Uma vez que as agências de publicidade não podiam ir contra a corrente, preferiram remar a favor dela. Em lugar de ir contra os gastos de seus clientes em serviços de marketing, passaram, elas mesmas, a prestar esses serviços. A partir da década de 80, observaram-se dois movimentos no mercado mundial de publicidade. O primeiro é a ampliação dos serviços oferecidos pelas agências, além da criação e da intermediação dos anúncios, como uma comunicação integrada. O segundo é a segmentação do atendimento, por meio de empresas especializadas.
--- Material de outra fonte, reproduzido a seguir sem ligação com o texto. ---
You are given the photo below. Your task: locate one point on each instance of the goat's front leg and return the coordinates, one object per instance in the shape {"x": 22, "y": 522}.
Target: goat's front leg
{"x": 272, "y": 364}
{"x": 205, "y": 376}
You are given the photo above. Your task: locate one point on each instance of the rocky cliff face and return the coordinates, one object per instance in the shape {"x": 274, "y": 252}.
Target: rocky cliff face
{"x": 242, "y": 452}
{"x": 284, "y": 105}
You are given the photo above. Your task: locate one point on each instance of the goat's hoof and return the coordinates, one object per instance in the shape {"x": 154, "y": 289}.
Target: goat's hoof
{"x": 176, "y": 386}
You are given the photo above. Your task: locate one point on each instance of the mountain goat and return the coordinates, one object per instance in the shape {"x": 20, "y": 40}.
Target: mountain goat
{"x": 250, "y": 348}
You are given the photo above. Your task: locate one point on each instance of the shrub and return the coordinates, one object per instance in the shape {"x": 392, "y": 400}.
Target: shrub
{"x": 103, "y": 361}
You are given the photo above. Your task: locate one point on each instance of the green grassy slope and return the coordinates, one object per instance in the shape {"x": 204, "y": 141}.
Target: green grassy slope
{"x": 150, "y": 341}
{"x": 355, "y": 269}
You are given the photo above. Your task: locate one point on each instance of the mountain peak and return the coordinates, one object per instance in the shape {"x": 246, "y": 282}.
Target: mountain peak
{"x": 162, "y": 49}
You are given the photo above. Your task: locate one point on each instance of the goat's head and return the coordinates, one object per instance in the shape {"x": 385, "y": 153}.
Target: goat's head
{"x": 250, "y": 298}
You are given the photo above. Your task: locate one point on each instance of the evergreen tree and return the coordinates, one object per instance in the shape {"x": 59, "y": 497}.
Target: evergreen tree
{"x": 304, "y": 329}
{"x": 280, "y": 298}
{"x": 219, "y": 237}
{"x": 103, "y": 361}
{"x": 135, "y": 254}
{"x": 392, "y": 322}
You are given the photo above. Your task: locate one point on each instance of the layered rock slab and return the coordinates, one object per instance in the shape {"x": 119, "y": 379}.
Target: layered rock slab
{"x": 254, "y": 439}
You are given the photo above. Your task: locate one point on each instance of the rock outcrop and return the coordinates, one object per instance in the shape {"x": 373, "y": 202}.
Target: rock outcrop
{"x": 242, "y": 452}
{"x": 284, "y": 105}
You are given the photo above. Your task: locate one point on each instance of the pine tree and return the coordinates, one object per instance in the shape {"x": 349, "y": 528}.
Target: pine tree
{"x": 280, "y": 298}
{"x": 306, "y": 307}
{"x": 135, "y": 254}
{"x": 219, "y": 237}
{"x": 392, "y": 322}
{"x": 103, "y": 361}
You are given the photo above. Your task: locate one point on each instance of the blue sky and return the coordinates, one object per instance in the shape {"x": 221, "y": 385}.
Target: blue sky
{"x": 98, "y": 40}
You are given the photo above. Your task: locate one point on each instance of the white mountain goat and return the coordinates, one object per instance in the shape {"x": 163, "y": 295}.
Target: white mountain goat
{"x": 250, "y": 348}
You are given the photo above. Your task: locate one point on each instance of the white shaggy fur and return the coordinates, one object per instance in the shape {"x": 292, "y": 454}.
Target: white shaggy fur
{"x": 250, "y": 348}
Alguns exemplos. Dentro do Grey Global Group, holding norte-americana que foi recentemente adquirida pela WPP, menos da metade de sua receita é proveniente do negócio publicitário. Para a WPP, desde 1998 a área de publicidade representa menos de 50% do volume total das operações.

O marketing em crescimento acelerado

O valor dos serviços especializados prestados na área de comunicação ultrapassa amplamente os gastos com publicidade. Nos maiores mercados mundiais, o conjunto desses serviços (promoções, relações públicas, marketing direto e de relacionamento, "call centers", design, etc) representa aproximadamente dois terços do total de gastos com marketing e comunicação; a publicidade, o terço restante, de acordo com os levantamentos da Veronis Suhler, um banco norte-americano de investimentos especializado em fusões, aquisições e consultoria de serviços de comunicação. O valor total supera amplamente US$ 1 trilhão por ano.

No Brasil, essa tendência também pode ser observada facilmente. Desde meados dos anos 90, os anunciantes de diversos setores têm aumentado mais rapidamente suas verbas de comunicação e marketing do que as de publicidade.

Pesquisa da InterScience deixa clara a fragmentação dos investimentos em marketing. Em 2002, os cem maiores anunciantes do País gastavam com publicidade 53% de suas verbas; no ano seguinte, essa proporção já tinha caído para 48%. É talvez uma prova de que a arte da persuasão não se resume em fazer anúncios.